La misión de los laicos dentro de la Iglesia Católica ha sido fundamental a lo largo de la historia. Los fieles han respondido a la llamada de servir y evangelizar en sus comunidades, y un ejemplo reciente es el apostolado de Michelle Cartagena, una joven emprendedora católica que, creando velas artesanales, ha encontrado un medio para unir su fe con la defensa de la vida.
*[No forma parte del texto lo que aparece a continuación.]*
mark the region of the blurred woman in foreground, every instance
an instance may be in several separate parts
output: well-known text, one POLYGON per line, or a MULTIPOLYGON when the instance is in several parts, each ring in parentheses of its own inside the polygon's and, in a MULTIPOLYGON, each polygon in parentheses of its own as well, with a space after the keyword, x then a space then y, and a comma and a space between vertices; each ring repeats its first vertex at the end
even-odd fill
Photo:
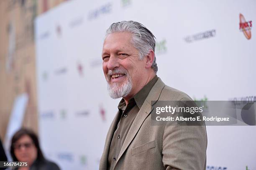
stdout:
POLYGON ((46 160, 40 147, 37 136, 32 130, 23 128, 13 137, 10 152, 14 161, 26 162, 27 167, 18 170, 59 170, 58 165, 46 160))

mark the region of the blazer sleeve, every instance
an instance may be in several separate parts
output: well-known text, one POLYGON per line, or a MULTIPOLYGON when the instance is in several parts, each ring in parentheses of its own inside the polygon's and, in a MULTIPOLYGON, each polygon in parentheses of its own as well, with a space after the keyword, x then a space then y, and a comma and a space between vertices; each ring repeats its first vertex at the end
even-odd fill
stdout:
POLYGON ((163 163, 166 170, 205 170, 207 136, 205 124, 167 124, 163 136, 163 163))

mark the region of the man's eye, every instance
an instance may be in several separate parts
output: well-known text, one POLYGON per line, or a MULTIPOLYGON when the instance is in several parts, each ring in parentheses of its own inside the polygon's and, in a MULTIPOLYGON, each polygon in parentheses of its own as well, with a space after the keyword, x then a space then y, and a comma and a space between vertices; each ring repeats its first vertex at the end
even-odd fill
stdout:
POLYGON ((108 56, 106 56, 102 58, 102 59, 103 60, 103 61, 106 61, 108 60, 108 58, 109 58, 109 57, 108 56))

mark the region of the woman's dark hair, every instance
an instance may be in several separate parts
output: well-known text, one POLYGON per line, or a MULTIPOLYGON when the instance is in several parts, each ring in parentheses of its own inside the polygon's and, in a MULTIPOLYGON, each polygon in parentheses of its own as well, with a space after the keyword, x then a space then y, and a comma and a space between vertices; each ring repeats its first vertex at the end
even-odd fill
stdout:
POLYGON ((44 160, 44 157, 40 149, 38 138, 36 134, 32 130, 23 128, 15 133, 12 139, 12 143, 10 146, 10 153, 12 157, 13 157, 13 161, 18 161, 18 160, 17 159, 14 154, 14 145, 15 145, 15 143, 21 137, 25 135, 27 135, 30 137, 37 150, 37 157, 36 160, 39 161, 44 160))

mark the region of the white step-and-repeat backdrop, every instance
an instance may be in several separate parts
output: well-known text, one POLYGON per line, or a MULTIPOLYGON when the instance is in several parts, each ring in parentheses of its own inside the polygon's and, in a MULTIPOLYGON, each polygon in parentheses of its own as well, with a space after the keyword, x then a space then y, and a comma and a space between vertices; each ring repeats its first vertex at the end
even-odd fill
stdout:
MULTIPOLYGON (((156 38, 157 75, 196 100, 256 99, 256 1, 74 0, 35 21, 39 134, 63 170, 98 169, 120 99, 101 58, 113 23, 156 38), (184 68, 185 69, 184 69, 184 68)), ((256 170, 256 126, 207 126, 207 170, 256 170)))

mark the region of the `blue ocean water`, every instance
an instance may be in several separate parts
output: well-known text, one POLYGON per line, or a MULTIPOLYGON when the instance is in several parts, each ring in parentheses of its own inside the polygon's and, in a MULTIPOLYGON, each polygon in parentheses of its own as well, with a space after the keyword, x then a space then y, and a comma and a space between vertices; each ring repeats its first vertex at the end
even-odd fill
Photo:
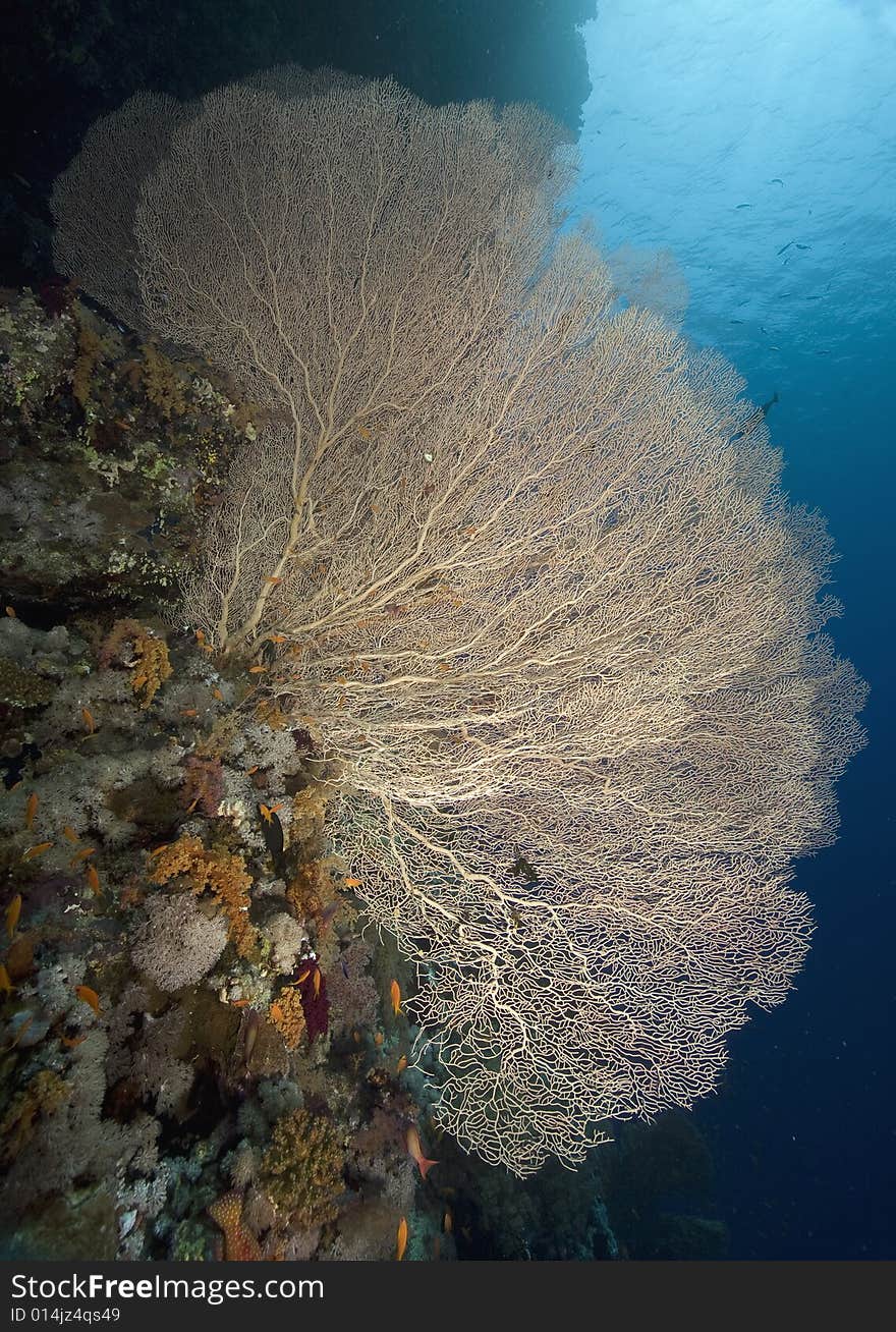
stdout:
POLYGON ((778 393, 784 485, 829 521, 832 630, 872 689, 840 839, 797 867, 805 970, 695 1114, 732 1257, 892 1256, 896 5, 608 0, 584 32, 575 210, 668 248, 684 332, 778 393))
MULTIPOLYGON (((558 52, 586 0, 336 0, 326 21, 324 8, 233 0, 212 25, 193 17, 202 12, 193 0, 108 27, 107 5, 85 4, 89 60, 80 32, 53 60, 40 43, 8 60, 33 93, 27 111, 17 93, 7 117, 23 213, 4 280, 47 276, 40 200, 93 116, 137 87, 186 97, 280 59, 328 61, 394 75, 430 103, 531 97, 575 120, 579 64, 558 52)), ((692 1120, 711 1148, 732 1257, 893 1256, 896 3, 591 0, 591 9, 574 214, 591 217, 611 249, 668 250, 690 290, 684 333, 719 348, 754 401, 775 400, 768 425, 784 484, 825 514, 841 555, 832 590, 845 614, 832 631, 872 687, 869 746, 839 783, 840 839, 797 866, 817 922, 805 970, 783 1007, 731 1038, 719 1095, 692 1120)), ((680 1152, 682 1122, 658 1128, 660 1143, 663 1132, 672 1140, 664 1164, 680 1152)), ((640 1140, 623 1158, 623 1176, 639 1150, 640 1140)), ((558 1173, 534 1189, 550 1231, 563 1212, 545 1205, 550 1189, 567 1199, 558 1173)), ((576 1237, 562 1236, 558 1252, 572 1256, 576 1237)))

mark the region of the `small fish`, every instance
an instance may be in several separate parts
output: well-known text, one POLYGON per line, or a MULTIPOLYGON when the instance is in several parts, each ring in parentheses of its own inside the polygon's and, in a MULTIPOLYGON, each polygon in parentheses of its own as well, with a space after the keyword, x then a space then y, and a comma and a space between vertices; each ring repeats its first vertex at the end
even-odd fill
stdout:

Michelle residente de Aguas Buenas, comenzó haciendo velas como parte de un emprendimiento personal, sin imaginar que este proyecto se transformaría en un apostolado. “Comencé emprendiendo a través de la fe, pero los caminos del Señor son misteriosos”, comenta. Fue durante su oración y discernimiento que sintió el llamado a utilizar su talento para algo más profundo: defender la vida desde la concepción.
A través de su negocio, Lumiere Benier PR, Michelle ha logrado tocar muchas vidas. Lo que comenzó como un simple proyecto artesanal, se ha convertido en un vehículo para crear conciencia sobre el valor de la vida. Cada vela que hace está inspirada en el tiempo litúrgico de la Iglesia o en los santos, y muchas veces, responde a peticiones personalizadas. Sin embargo, lo que realmente distingue su trabajo es su enfoque provida.
La conexión de Michelle con el movimiento provida surgió tras su participación en un festival provida en Santa Teresita. “La vela provida nació de esa actividad” recuerda. Desde entonces, ha seguido recibiendo confirmaciones, tanto en su oración como en los testimonios de aquellos que han adquirido sus velas.
Su apostolado no ha estado exento de desafíos. Como madre y esposa, ha tenido que encontrar un equilibrio entre sus responsabilidades familiares y su compromiso con este servicio. “Mi niña ha sido parte del proceso desde siempre”, cuenta, subrayando la importancia de la comunicación y la oración en su vida diaria.
Uno de los aspectos más conmovedores de su apostolado es el impacto que ha tenido en mujeres que han vivido el dolor del aborto o la pérdida de un bebé. Michelle ha recibido numerosos testimonios de mujeres que, gracias a las velas y al mensaje que llevan, han encontrado consuelo y sanación. “He tenido mujeres que, al recibir el mensaje, no se sienten atacadas, sino que sienten amor. Algunas han ido a confesarse y han sanado sus heridas”, comparte.
Su enfoque en la defensa de la vida no es de condena, sino de afirmación del valor intrínseco de cada vida. Para Michelle, su misión es clara: iluminar los corazones de quienes más lo necesitan, recordándoles que en Dios siempre hay esperanza y perdón.
Michelle Cartagena es un ejemplo de cómo los laicos pueden servir a la Iglesia de manera creativa y efectiva. A través de su apostolado con las velas, ha logrado encender no solo velas,
sino también la fe y la esperanza en muchas personas. Cada vela que produce es una pequeña llama de vida, una luz que representa el amor de Dios por cada uno de sus hijos.